Der Apostel Paulus greift diesen Gedanken auf:
Philipper 2,5–8 (Lutherbibel 2017):„Habt diese Gesinnung in euch, die auch in Christus Jesus war, der, als er in göttlicher Gestalt war, es nicht für einen Raub hielt, Gott gleich zu sein, sondern sich selbst entäußerte, die Gestalt eines Knechtes annahm und den Menschen gleich wurde; und in seiner Erscheinung wie ein Mensch erfunden, erniedrigte er sich selbst und wurde gehorsam bis zum Tod, ja bis zum Tod am Kreuz.“
Paulus unterstreicht, dass Jesus, obwohl göttlich, sich bis zum Tod am Kreuz erniedrigte und damit das höchste Beispiel für Dienerschaft gab.
Das Fußwaschen trägt tiefgreifende spirituelle Implikationen für Gläubige:
Symbol der Demut: Es ist ein greifbarer Ausdruck von Demut und erinnert Gläubige daran, anderen selbstlos zu dienen.
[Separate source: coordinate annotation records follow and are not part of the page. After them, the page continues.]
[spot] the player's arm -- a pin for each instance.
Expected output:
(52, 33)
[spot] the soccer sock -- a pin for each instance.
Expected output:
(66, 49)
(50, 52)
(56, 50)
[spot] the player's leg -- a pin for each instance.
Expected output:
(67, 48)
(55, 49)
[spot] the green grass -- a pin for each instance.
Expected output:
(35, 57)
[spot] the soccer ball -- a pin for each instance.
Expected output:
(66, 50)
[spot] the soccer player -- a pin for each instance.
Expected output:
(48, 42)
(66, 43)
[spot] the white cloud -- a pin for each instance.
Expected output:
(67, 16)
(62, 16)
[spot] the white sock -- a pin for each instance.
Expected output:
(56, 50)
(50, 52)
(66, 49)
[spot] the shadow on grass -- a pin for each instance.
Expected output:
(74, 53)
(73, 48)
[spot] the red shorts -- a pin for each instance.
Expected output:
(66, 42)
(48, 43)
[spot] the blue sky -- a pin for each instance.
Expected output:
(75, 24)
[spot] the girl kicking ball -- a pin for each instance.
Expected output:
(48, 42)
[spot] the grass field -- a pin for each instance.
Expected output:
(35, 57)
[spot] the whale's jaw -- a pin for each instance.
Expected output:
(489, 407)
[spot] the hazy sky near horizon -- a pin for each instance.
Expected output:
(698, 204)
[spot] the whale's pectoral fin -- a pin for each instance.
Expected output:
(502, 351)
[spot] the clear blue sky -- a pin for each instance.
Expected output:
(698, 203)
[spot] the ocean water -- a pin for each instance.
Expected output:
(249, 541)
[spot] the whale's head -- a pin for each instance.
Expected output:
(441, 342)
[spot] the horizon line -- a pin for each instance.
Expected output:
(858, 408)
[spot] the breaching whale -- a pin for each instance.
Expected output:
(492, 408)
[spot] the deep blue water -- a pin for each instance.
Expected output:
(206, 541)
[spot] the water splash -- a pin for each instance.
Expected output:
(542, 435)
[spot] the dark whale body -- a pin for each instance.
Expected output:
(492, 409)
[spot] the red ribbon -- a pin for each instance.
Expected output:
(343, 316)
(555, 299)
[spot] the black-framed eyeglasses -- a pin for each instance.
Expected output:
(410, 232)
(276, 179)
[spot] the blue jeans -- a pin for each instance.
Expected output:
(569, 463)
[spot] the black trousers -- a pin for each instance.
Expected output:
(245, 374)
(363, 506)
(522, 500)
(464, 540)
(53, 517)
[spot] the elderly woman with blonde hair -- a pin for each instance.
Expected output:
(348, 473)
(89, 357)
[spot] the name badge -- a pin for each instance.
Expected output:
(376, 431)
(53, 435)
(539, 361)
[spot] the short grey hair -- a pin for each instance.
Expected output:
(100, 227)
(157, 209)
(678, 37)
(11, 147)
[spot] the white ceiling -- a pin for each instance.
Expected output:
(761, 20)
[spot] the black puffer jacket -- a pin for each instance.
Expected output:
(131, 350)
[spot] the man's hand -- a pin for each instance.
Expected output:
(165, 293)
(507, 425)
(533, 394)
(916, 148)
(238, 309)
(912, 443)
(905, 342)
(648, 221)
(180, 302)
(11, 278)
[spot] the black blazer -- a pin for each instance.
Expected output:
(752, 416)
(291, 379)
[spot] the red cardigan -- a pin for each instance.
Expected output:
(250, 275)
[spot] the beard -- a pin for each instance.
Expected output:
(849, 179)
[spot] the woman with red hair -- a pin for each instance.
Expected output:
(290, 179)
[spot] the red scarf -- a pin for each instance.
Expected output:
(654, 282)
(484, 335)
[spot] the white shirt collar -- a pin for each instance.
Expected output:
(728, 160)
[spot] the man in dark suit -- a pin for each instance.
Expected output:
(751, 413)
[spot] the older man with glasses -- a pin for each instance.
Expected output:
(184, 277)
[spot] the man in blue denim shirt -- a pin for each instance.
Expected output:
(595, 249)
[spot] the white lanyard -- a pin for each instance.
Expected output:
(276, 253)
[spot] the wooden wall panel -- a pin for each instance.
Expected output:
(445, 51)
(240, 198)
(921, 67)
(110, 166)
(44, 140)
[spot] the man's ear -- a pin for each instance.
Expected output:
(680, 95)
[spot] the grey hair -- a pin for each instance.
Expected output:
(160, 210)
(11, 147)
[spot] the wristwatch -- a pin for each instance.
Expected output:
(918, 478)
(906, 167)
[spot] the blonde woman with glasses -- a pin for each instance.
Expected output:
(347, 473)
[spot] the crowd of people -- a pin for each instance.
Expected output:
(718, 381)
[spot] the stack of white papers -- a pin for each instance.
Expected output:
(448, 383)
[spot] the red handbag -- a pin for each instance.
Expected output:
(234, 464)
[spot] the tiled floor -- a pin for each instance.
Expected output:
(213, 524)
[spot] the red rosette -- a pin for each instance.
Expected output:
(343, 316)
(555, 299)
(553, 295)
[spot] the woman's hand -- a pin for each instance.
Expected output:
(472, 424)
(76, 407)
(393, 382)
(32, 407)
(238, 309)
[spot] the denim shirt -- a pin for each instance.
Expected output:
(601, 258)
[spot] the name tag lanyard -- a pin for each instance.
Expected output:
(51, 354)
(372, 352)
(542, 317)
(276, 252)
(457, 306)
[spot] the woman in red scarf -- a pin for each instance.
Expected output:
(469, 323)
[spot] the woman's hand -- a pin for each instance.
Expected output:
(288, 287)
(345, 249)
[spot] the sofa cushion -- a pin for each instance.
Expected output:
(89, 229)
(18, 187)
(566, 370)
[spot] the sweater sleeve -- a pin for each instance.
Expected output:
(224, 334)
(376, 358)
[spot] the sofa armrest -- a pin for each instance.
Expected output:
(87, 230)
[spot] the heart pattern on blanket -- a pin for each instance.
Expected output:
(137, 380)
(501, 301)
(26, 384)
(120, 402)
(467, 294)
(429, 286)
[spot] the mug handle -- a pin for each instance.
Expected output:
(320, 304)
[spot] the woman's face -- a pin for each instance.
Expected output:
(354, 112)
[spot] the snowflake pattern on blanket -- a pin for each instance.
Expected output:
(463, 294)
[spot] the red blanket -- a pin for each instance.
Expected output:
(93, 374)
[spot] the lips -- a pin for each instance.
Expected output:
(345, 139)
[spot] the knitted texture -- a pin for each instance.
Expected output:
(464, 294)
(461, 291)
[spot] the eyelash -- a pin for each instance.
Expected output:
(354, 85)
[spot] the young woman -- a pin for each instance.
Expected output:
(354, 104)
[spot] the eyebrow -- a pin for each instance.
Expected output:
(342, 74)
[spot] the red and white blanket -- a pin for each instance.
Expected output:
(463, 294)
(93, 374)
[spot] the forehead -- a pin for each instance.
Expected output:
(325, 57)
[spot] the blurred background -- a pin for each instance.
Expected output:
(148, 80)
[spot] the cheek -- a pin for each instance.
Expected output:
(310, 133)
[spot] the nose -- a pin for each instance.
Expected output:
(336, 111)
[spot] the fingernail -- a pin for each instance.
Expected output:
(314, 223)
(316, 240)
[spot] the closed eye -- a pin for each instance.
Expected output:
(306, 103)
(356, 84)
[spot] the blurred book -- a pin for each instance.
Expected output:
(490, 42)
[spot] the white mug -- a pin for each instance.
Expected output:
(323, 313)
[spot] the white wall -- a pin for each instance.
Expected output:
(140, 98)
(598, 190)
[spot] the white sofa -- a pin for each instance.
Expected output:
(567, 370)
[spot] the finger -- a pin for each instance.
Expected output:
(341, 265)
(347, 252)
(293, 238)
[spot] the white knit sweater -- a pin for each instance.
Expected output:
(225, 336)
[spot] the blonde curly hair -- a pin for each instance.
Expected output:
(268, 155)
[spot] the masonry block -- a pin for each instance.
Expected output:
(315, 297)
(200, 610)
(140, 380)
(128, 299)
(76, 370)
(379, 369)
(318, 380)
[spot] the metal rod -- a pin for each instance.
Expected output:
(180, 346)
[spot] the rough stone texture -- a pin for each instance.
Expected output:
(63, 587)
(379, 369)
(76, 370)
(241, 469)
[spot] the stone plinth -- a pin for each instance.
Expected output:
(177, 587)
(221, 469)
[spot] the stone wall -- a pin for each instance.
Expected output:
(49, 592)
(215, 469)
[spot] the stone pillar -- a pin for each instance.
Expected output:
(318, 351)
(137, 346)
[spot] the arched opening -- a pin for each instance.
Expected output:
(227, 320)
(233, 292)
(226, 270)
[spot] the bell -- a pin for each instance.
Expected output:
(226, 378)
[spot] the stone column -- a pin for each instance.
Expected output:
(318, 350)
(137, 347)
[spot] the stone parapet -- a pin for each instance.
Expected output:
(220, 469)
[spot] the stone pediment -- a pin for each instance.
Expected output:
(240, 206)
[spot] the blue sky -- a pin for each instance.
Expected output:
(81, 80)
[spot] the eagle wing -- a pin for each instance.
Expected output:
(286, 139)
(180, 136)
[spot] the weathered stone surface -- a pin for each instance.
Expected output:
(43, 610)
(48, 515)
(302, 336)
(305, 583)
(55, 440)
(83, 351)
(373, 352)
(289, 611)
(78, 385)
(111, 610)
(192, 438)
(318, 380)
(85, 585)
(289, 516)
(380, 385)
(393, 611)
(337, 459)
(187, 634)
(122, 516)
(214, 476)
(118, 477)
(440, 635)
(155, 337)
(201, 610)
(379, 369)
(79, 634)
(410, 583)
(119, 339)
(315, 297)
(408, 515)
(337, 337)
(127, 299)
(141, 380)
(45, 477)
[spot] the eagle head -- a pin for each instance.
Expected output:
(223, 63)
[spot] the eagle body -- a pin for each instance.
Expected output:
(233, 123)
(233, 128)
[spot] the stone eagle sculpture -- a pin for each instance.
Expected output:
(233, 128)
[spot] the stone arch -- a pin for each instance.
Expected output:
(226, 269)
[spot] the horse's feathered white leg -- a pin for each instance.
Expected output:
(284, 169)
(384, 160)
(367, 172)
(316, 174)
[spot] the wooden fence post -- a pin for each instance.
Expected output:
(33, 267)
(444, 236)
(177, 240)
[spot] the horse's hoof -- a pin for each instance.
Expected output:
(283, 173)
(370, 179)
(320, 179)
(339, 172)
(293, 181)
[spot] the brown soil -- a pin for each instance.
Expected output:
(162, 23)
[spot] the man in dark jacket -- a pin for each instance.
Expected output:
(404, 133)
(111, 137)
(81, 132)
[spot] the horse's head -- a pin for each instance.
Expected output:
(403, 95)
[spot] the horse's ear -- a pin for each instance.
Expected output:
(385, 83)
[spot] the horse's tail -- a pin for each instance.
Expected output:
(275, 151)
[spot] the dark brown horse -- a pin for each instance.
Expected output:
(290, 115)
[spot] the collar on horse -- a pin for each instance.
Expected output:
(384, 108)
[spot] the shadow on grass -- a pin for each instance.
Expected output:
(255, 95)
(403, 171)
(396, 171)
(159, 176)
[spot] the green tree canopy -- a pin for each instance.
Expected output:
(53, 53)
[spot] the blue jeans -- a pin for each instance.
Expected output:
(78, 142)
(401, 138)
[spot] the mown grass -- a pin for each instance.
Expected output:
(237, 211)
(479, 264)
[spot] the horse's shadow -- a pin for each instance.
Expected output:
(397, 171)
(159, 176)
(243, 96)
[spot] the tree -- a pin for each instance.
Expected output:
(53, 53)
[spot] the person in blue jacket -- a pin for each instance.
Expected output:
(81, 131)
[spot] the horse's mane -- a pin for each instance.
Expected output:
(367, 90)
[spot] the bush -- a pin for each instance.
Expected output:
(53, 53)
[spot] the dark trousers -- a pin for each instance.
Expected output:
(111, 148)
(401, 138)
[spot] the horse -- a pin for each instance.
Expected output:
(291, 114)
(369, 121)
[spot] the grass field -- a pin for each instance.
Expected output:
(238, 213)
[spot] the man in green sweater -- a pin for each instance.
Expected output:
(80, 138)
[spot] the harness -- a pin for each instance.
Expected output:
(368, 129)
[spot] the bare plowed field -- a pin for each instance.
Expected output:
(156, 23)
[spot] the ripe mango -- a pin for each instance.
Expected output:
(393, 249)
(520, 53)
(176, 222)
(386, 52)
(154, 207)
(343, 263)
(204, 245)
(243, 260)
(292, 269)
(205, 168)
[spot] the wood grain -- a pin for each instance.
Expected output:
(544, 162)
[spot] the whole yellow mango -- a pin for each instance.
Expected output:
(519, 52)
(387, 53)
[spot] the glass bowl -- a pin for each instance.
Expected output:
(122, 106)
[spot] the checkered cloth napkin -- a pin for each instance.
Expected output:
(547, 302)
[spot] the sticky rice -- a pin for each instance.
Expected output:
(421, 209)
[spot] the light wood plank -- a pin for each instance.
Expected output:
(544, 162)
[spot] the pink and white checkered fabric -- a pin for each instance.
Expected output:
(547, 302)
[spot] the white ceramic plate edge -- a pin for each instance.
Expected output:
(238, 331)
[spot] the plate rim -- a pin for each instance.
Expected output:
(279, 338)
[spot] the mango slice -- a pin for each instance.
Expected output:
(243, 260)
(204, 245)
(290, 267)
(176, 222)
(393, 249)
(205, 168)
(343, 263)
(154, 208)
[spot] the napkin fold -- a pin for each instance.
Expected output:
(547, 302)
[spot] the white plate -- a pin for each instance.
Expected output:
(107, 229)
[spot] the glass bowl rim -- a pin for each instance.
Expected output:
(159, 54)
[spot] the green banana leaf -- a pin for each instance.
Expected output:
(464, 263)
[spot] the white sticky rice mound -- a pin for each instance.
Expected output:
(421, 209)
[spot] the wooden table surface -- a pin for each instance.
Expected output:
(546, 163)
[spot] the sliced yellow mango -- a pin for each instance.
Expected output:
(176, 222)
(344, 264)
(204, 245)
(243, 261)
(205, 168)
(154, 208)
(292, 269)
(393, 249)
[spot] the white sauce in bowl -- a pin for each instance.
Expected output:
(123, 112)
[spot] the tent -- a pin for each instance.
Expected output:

Aufruf zur Reinheit: Wie Jesus die Füße seiner Jünger wusch, sollen Gläubige spirituelle Reinheit durch Buße und die reinigende Kraft Christi suchen.
Vorbild der Dienerschaft: Jesu Beispiel setzt den Maßstab für liebevolles und demütiges Dienen unter seinen Nachfolgern.
Einheit im Leib Christi: Diensthandlungen fördern Einheit und stärken die Gemeinschaft unter Gläubigen, indem sie Christus’ Liebe und Demut nachahmen.
Gläubige sind eingeladen, die von Jesus vorgelebt Prinzipien zu leben:
Anderen dienen: Sucht bewusst Gelegenheiten, anderen zu dienen, besonders den Bedürftigen, und spiegelt so Christus’ Liebe wider.
Demut pflegen: Prüft regelmäßig Herz und Handlungen, und strebt danach, euch vor Gott und den Menschen zu demütigen.
Spirituelle Reinigung suchen: Pflegt Praktiken, die spirituelles Wachstum und Reinheit fördern, wie Gebet, Buße und das Studium des Wortes Gottes.
Einheit fördern: Stärkt den Zusammenhalt in der christlichen Gemeinschaft, indem ihr einander dient und in Liebe aufbaut.
Abschließend ist das Fußwaschen mehr als ein Ritual; es ist ein tiefgreifender Akt, der das Wesen christlicher Nachfolge verkörpert. Indem Gläubige die von Jesus gezeigte Demut und Dienerschaft annehmen, können sie die Werte des Reiches Gottes leben, Gott verherrlichen und seine Liebe in der Welt widerspiegeln.